Netanyahu Levin
© Torner AppelbaumBenjamin Netanyahu and Yariv Levin
Jerusalem is united, there's no occupation, the settlements are legal - all lies. That's why the right finds nothing wrong with Netanyahu

Prime Minister Benjamin Netanyahu is a loyal representative of the latest on Israel's right wing. The right never eschewed lying and so it doesn't understand what all the fuss is about. Even when Education Minister Naftali Bennett dared preach to Netanyahu, he was sanctimonious about it; he too knows that lying is the language of his camp. It's in its DNA, part of its life cycle. Without it, it wouldn't exist.

After all, for the sake of the Land of Israel one is permitted to lie - and steal, too. And for the sake of other matters. And so the Israeli right never stopped lying; that's why it finds nothing wrong with Netanyahu.

The Israeli right has someone to learn from; there's nothing like the American right wing when it comes to lies. Guns everywhere are portrayed as the protection of individual rights, health insurance for everyone is considered a violation of rights, and neoliberal economic policies are said to be an example for the entire society.

In Israel, too, right-wing politicians no longer make statements that don't depend on lies. Jerusalem is united - a lie. There is no occupation - a lie. The settlements are legal - heaps and heaps of lies. The right wing's conscience is so accustomed to lies that it can't distinguish between lies and truth anymore.

And so when Netanyahu says he doesn't want to close Channel 10 and the next day says he does, that he's not going to an election because of Israel Hayom and the next day he is - that's no problem at all. True, the right wing didn't inherit pure truth from its predecessors in government, who ruled from the time of the Nakba to the changeover from Labor to Likud. But the right has brought lying to unknown proportions. In the Israel of 2018, lying is the norm and truth is the exception.

In this country it's permissible to deceive people into believing that Rwanda is a safe place for asylum seekers and Israeli officials will take care of them there. Anyone who says this knows that it's an utter lie, but what's wrong with that? Lying is the way. Without noticing, lying has become the heart of our political culture, absolutely fine. Lying has become so much the norm that no one gets excited about it.

One can lie and claim that an Iranian drone on Israel's border is a brazen form of baiting, while routine Israeli bombing doesn't violate anything. One can claim that the Israeli film Foxtrot is anti-Israeli without having seen it, because lying is allowed. One can say the Tamimi family is a terror family and call a girl who slaps an armed soldier a "terrorist," because lying is allowed. The police commissioner can falsely accuse a teacher, Yakub Abu al-Kiyan, of being a "disgusting terrorist" linked to the Islamic State, because lying is allowed.

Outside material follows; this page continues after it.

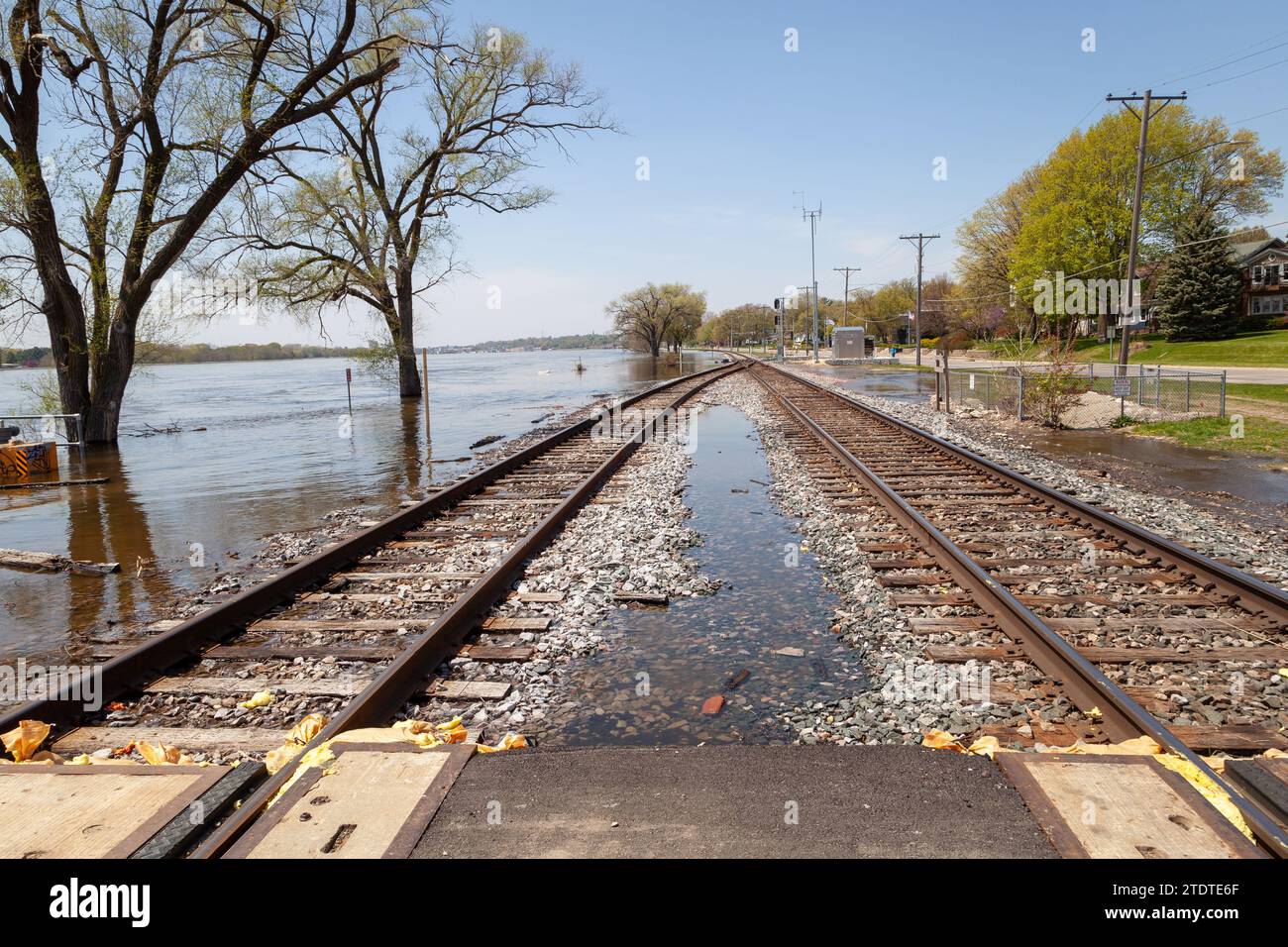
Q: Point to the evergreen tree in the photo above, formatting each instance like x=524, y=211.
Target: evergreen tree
x=1198, y=291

Huge amounts of money can be transferred to the settlements because lying is permitted and necessary, and so is stealing. It can be claimed that the tunnels from Gaza are an existential threat and that Hamas endangers Israel's existence; that we've left Gaza and it's free, and that Palestinian President Mahmoud Abbas is an anti-Semite. Of course it can, it's all lies.

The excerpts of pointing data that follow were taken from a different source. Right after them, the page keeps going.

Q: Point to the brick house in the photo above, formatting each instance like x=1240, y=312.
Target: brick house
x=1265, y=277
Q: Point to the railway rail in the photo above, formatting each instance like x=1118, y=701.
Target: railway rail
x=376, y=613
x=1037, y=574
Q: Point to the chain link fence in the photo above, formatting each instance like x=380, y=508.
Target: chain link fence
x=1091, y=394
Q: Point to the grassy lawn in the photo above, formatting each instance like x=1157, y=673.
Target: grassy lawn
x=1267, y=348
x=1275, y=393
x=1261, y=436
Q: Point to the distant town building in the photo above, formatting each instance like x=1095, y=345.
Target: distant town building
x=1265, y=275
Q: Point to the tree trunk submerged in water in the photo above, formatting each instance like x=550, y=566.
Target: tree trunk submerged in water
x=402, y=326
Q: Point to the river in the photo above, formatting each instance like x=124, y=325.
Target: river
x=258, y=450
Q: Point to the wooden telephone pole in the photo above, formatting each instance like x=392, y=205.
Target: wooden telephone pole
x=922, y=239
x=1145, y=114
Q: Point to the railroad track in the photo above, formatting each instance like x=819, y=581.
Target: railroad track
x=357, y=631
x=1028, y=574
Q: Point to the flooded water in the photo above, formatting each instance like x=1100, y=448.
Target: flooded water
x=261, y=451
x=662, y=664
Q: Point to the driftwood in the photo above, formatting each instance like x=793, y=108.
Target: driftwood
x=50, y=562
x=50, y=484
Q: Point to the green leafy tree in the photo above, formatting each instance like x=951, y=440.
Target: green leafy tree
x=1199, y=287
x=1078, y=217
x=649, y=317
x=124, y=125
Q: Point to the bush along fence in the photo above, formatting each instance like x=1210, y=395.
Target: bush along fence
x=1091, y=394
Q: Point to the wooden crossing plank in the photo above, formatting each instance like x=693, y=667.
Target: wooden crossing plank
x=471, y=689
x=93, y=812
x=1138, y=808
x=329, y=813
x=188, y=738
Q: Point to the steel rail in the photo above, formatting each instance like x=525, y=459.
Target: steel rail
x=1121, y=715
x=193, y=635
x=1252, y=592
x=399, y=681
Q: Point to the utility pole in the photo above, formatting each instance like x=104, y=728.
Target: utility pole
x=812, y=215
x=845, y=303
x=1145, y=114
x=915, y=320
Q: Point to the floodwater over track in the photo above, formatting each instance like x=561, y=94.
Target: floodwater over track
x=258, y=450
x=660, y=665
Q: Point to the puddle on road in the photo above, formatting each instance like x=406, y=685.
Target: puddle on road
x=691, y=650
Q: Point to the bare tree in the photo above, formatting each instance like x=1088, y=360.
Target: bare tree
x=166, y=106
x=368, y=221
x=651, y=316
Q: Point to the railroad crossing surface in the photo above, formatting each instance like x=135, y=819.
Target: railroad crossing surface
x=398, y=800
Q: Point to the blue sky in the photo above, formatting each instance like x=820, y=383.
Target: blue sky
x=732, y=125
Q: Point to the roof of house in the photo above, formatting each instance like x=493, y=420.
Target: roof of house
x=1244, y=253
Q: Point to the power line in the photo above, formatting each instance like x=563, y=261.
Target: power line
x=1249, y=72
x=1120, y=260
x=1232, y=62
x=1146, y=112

The occupation, the heart and soul of the right, can't continue without lies and theft; this is the foundation of the entire enterprise. There have been a bunch of pretexts for settlements: Rabbi Moshe Levinger's Passover vacation at Hebron's Park Hotel in 1968, Israel's "work camp" at Kadum, the need to guard the antenna at Ofra, and the archaeology at Susya. Ever since, the whole settlement enterprise would collapse without its two main tools: lies and theft. What are the outposts if not theft and lies? And the settlements? Not one room in them was built without stealing and lying.

And what's the claim that the country that controls the lives of 4.5 million subjects without rights is democratic if not the mother of all lies? And equality of Israel's Arab citizens - that's not a lie? The High Court of Justice controls the country, there's no increased religiosity, there's no discrimination against the Mizrahim, all the Arabs fled in 1948 and all the wars have been wars of no choice - all lies. The right can't do without them. Israel can't do without them by now. So what do we want from Netanyahu?

It was said of the first right-wing deputy prime minister, Simha Erlich, that it was so rare for him to tell the truth that a warning light went on when he did. Now there's no longer a need for one.

Gideon Levy joined Haaretz in 1982, and spent four years as the newspaper's deputy editor. He is the author of the weekly Twilight Zone feature, which covers the Israeli occupation in the West Bank and Gaza over the last 25 years, as well as the writer of political editorials for the newspaper. Levy was the recipient of the Euro-Med Journalist Prize for 2008; the Leipzig Freedom Prize in 2001; the Israeli Journalists' Union Prize in 1997; and The Association of Human Rights in Israel Award for 1996. His new book, The Punishment of Gaza, has just been published by Verso Publishing House in London and New York.